O CEO da Desktop, Denio Alves Lindo, afirmou hoje, 20, que a provedora de banda larga seguirá investindo em áreas estratégicas para crescer em São Paulo, e que pretende ampliar sua cobertura para fora do estado a partir de aquisições de outros ISPs. A afirmação se deu na conferência com analistas de mercado dos resultados de 2023.

“Nossa expansão atualmente é pontual e em áreas estratégicas. Estamos abertos a oportunidades via aquisições em outros estados”, falou o executivo.

Lindo falou que a empresa também segue aberta a negociar uma separação estrutural a fim de vender sua infraestrutura de fibra óptica para operadores de rede neutra. Em 2023, veio à tona a notícia de que havia tratativas com a V.tal sobre o assunto.

Lindo não disse qual o status atual das negociações, mas deu a entender que não se chegou a um valor adequado. “Para a gente só faz sentido fazer a divisão entre ClientCo e Infraco se houver uma oferta muito boa. Dito isso, estamos abertos a ouvir o mercado”, falou.

5G FWA vs. fibra

Por fim, o executivo afirmou que não teme nenhum movimento de venda de banda larga via rede 5G. A seu ver, a tecnologia móvel não é capaz de concorrer em velocidade e capacidade com a fibra óptica nos acessos fixos.

“O produto de 5G FWA não é competitivo com banda larga fixa via fibra. A Desktop já está trocando toda a base tecnológica para atender clientes com até 10 gbps na casa do cliente. O WiFi hoje que colocamos é 100% WiFi 6, é um diferencial muito significativo, e tenho certeza que o 5G não vai conseguir acompanhar a evolução tecnológica da fibra”, afirmou.

Mas há oportunidade no 5G, diz. Segundo ele, a fibra “sempre estará passos à frente” para a oferta de banda larga fixa ao cliente final. Mas a rede óptica da Desktop tem capilaridade para ser utilizada a fim de prover capacidade às antenas móveis de quinta geração. “Estamos fechando contratos, e em breve vamos ter o anunciar”, previu.

Resultado de 2023

A Desktop divulgou na noite de ontem , 19, os resultados do ano passado, quando apurou lucro líquido de R$ 149 milhões, uma alta de 114% sobre 2022. O EBITDA (lucro antes de depreciações, amortizações, juros e impostos) ficou em R$ 497 milhões, alta de 46%. E a receita líquida do ano cresceu 39%, se aproximando do bilhão: somou R$ 986 milhões.

A companhia terminou 2023 com 4,3 milhões de HPs (casas passadas por fibra própria e que podem assinar seus serviços de banda larga). O número representa uma expansão de 13% da rede do grupo. O backbone também cresceu e, somado com a última milha, passou de 55 mil km de extensão, alta de 14%. Com isso, está em 184 cidades, todas em São Paulo.

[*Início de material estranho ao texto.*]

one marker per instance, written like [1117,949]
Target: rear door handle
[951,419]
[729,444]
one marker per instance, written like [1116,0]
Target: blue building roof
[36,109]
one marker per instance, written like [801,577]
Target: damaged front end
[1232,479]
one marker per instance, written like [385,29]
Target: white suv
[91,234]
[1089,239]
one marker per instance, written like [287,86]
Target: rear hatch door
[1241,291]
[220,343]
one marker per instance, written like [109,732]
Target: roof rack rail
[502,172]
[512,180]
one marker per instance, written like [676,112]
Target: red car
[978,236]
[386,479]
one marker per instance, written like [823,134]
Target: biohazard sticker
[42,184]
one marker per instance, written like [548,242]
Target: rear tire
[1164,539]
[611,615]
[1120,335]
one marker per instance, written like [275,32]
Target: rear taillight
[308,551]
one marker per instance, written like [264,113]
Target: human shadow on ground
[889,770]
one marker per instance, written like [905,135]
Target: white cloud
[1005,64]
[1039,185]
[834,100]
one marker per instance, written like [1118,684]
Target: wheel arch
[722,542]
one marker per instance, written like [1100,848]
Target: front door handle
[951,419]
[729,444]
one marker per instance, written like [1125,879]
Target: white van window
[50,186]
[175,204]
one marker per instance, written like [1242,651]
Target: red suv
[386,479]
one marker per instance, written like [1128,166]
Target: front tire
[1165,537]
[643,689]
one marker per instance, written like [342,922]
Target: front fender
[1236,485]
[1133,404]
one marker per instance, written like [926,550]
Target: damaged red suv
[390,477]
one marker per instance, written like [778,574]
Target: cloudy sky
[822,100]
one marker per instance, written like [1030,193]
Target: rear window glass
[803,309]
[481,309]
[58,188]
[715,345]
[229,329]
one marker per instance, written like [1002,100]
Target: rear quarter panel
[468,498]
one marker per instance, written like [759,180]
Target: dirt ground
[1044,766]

A Desktop fechou o ano com 1 milhão de clientes, crescimento de 26% sobre 2022. Adicionou 208 mil novos usuários, superando em novos clientes todas as demais operadoras e ISPs brasileiros na métrica. Metade das adições veio de aquisições.

Em 2023, a empresa investiu R$ 339 milhões, direcionou outros R$ 273 milhões para fusões e aquisições. O índice de alavancagem da companhia estaá em 2,4x, e a dívida líquida soma R$ 1,3 bilhão.